Douglas was twenty years old at the time he joined the Royal Canadian Naval Reserve in 1940 in Halifax. As Hitler declared war, many people were devastated. Douglas volunteered to join the navy because he wanted to fight for his country. Many young people do not realize what the veterans went through in the war. I could not tell you in words how painful it must have been for these veterans.
Douglas was not married at the time when he joined the war, but he had thirteen brothers and sisters, and a mother and father who he left behind. Douglas told me in his own words how heartbreaking it was to see his friends get shot and die. Most of all, he had to watch his very best friend die right in front of him. There was nothing else to do but keep on fighting. He also told me that when you had a friend in the war, you did not know how long your friendship would last, or if it would even last.
Doug’s father, Solomon LeBlanc, also fought for his country in World War I. He was shot at Vimy Ridge. A soldier found him and he was taken to the hospital in England. They thought that he was dead, but he was still alive. They couldn’t do anything for him. For nine months he rolled on the floor trying to breathe. He lost so much weight that he went down to ninety pounds. They then sent for a doctor from Halifax to come to England to help Solomon. When the doctor arrived, he said “Solomon, what you need is air.” That is what the doctor did – he gave him air by punching a hole into his throat and putting in a tube. When Solomon began to breathe better, he grabbed the doctor’s hand as tears were rolling down his face. He then started to rub the doctor’s hand to thank him. Solomon was the first man to ever live with a tube in his throat. He was told that he would only live a year, but he ended up living until he was seventy-one years old. Solomon was also given a king’s discharge from the army.

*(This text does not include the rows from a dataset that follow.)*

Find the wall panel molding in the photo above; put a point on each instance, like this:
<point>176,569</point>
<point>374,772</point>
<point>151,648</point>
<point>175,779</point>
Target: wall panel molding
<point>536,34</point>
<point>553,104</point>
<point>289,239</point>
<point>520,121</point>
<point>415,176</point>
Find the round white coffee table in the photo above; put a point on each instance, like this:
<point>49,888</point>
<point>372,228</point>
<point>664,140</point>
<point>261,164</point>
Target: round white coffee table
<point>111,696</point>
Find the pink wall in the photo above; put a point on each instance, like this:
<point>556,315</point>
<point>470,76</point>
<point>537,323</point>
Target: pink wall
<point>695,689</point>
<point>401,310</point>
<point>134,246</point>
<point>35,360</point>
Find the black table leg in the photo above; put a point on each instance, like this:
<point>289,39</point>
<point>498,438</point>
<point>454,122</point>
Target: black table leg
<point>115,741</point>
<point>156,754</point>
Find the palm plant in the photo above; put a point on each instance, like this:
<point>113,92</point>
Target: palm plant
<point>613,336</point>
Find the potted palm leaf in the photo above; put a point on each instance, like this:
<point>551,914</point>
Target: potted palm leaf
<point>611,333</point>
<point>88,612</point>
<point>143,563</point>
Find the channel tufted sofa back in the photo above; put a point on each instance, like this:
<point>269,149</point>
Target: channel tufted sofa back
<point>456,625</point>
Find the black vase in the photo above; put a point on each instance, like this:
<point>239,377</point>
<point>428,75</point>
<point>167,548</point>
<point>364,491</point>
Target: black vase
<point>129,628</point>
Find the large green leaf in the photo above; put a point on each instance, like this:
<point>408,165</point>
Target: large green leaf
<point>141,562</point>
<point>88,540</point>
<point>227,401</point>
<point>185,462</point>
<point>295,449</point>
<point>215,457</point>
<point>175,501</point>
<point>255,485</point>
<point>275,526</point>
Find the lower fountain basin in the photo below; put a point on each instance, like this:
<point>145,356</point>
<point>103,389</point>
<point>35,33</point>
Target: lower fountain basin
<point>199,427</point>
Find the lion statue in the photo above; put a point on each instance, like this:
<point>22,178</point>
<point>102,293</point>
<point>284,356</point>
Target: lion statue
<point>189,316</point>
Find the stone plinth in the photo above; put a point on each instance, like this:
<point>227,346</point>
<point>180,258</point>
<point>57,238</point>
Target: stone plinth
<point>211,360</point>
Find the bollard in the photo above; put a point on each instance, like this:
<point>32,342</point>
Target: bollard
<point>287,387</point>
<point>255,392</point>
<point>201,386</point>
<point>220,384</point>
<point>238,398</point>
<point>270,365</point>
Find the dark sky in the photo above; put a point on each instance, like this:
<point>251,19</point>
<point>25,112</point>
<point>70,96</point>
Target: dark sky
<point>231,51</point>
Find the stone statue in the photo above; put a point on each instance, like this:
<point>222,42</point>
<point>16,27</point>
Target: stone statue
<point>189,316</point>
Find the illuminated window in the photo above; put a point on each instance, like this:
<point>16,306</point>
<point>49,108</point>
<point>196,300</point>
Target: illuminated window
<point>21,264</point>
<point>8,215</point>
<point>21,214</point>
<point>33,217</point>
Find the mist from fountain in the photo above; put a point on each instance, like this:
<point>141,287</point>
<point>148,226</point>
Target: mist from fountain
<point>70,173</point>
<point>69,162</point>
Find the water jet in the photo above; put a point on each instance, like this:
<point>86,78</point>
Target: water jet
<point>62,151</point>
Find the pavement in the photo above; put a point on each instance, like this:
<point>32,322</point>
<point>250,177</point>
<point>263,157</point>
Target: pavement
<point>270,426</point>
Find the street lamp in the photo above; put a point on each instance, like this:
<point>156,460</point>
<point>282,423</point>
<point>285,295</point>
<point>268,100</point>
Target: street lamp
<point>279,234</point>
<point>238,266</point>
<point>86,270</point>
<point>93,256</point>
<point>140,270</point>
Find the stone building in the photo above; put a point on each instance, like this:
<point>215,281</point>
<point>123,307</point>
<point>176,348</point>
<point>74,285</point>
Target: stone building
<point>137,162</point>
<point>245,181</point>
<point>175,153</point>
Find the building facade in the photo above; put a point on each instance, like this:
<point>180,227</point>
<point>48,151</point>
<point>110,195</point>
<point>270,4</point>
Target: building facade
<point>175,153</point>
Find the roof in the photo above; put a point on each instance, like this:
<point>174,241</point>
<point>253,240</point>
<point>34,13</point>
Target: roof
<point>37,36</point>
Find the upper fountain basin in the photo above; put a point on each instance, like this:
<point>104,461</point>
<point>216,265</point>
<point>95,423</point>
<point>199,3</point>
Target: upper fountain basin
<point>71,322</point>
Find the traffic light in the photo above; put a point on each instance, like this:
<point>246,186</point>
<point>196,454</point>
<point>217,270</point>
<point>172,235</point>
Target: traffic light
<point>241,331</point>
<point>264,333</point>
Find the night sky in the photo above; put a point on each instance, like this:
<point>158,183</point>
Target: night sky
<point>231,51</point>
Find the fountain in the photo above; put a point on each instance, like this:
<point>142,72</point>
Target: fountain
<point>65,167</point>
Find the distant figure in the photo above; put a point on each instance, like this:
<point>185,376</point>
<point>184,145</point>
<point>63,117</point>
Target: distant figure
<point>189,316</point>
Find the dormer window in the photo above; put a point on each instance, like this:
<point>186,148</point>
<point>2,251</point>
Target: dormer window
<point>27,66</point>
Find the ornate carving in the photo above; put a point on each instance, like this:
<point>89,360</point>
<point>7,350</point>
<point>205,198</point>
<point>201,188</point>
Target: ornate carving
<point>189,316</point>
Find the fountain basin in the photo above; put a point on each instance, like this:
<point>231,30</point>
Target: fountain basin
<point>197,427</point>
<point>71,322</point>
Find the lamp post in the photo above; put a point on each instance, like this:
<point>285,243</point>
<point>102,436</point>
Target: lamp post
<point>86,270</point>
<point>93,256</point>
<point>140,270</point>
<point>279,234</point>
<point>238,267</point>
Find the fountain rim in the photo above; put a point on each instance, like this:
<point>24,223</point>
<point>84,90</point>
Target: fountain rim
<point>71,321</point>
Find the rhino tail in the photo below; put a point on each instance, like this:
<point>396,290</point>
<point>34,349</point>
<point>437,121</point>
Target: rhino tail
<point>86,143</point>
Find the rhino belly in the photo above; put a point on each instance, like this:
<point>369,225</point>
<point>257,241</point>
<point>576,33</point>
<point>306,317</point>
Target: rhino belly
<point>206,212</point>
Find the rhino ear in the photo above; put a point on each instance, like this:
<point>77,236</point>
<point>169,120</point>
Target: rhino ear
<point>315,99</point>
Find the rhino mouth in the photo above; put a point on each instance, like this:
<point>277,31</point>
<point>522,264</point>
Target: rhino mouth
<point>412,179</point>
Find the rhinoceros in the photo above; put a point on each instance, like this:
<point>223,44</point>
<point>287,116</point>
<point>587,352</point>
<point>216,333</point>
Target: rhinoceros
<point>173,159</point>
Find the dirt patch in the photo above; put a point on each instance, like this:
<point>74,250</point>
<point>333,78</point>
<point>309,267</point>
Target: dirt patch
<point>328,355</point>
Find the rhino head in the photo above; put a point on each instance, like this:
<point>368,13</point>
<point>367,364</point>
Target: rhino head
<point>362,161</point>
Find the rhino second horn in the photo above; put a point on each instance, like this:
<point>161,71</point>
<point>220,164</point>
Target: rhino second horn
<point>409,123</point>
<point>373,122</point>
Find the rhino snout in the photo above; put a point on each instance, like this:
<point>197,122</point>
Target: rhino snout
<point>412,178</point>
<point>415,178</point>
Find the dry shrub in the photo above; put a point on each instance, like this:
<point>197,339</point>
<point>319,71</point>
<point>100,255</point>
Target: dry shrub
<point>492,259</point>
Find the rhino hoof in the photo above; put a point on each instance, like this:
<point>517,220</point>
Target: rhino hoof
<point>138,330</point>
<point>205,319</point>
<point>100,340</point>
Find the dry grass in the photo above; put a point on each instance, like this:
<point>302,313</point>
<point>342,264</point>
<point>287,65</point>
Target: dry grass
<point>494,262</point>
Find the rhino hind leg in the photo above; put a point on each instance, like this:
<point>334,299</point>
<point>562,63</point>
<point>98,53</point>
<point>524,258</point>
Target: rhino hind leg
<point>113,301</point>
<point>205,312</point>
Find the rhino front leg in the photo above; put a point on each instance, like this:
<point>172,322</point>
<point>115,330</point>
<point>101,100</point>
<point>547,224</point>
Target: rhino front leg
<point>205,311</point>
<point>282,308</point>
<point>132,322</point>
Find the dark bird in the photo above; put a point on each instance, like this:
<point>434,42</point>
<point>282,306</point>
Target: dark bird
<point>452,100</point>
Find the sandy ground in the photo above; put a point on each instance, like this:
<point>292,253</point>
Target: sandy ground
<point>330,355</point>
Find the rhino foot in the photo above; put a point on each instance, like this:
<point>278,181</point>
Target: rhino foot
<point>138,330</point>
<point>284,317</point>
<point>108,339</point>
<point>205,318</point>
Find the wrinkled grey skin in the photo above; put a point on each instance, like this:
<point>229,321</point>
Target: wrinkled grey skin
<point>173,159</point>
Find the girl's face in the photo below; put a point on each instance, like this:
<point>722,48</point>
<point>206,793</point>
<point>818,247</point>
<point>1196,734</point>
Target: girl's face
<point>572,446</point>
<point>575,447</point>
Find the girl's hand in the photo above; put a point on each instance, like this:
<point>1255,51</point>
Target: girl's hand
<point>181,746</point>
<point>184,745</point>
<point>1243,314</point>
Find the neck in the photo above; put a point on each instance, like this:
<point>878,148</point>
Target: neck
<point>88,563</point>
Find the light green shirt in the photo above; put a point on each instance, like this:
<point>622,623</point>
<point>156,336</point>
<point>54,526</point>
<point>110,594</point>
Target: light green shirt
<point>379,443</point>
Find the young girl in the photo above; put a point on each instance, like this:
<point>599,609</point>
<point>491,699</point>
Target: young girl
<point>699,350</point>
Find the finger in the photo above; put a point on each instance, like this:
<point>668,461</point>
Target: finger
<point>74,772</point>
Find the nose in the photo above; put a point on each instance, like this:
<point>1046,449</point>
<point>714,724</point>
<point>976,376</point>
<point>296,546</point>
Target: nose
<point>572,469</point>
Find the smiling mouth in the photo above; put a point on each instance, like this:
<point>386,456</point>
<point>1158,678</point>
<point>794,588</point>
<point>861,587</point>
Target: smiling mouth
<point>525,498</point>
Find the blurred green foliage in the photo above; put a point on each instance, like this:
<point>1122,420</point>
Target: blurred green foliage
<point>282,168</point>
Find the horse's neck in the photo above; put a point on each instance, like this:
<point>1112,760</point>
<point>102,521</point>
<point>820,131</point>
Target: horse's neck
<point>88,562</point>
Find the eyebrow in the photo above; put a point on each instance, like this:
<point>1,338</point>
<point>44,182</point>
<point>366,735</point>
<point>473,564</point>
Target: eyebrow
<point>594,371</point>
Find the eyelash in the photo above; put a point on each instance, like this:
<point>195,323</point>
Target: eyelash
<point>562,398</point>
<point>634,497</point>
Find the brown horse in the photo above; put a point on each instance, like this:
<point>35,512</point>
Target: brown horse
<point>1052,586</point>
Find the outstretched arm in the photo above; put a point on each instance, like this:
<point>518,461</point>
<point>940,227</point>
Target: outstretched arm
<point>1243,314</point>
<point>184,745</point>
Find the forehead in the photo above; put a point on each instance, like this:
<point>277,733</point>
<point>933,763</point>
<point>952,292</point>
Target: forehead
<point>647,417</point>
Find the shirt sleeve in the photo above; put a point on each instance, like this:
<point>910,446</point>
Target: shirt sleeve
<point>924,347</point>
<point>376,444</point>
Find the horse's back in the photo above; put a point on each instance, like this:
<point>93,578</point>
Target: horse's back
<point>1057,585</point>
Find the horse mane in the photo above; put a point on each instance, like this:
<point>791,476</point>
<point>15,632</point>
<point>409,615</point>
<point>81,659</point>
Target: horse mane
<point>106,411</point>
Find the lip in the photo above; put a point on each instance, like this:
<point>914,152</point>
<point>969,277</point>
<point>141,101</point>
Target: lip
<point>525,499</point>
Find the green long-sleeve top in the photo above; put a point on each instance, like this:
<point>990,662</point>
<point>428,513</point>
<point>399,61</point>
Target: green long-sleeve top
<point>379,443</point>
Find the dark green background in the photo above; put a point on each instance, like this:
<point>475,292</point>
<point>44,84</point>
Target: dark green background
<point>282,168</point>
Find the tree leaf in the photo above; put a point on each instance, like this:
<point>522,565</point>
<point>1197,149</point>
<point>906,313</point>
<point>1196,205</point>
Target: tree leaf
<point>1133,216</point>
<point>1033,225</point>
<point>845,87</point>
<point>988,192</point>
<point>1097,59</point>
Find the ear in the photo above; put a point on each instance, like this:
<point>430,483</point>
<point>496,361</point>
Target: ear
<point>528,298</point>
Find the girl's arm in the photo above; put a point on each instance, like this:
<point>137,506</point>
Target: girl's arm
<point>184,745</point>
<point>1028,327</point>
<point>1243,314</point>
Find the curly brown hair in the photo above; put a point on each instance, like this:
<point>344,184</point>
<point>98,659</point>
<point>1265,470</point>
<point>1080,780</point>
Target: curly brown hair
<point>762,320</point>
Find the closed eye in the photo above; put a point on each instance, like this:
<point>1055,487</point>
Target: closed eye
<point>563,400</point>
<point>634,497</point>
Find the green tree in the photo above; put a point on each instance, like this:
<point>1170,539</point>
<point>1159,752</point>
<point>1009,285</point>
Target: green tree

The following song is by my grandfather, Solomon LeBlanc, from Alder Point. He wrote it when he returned from World War I. My father now continues the tradition and still sings this song today.
Picture was seen of a child in a home, gazing up in surprise
when a man came in with a mask over both of his eyes.
The little girl cried, “Please, Sir, don’t steal Daddy’s medals, the medals he’s won overseas.
They were found by his side before he died and sent to my mother and me.
You can take the doll Santa Claus sent me, but please don’t steal Daddy’s medals, the medals he won overseas.”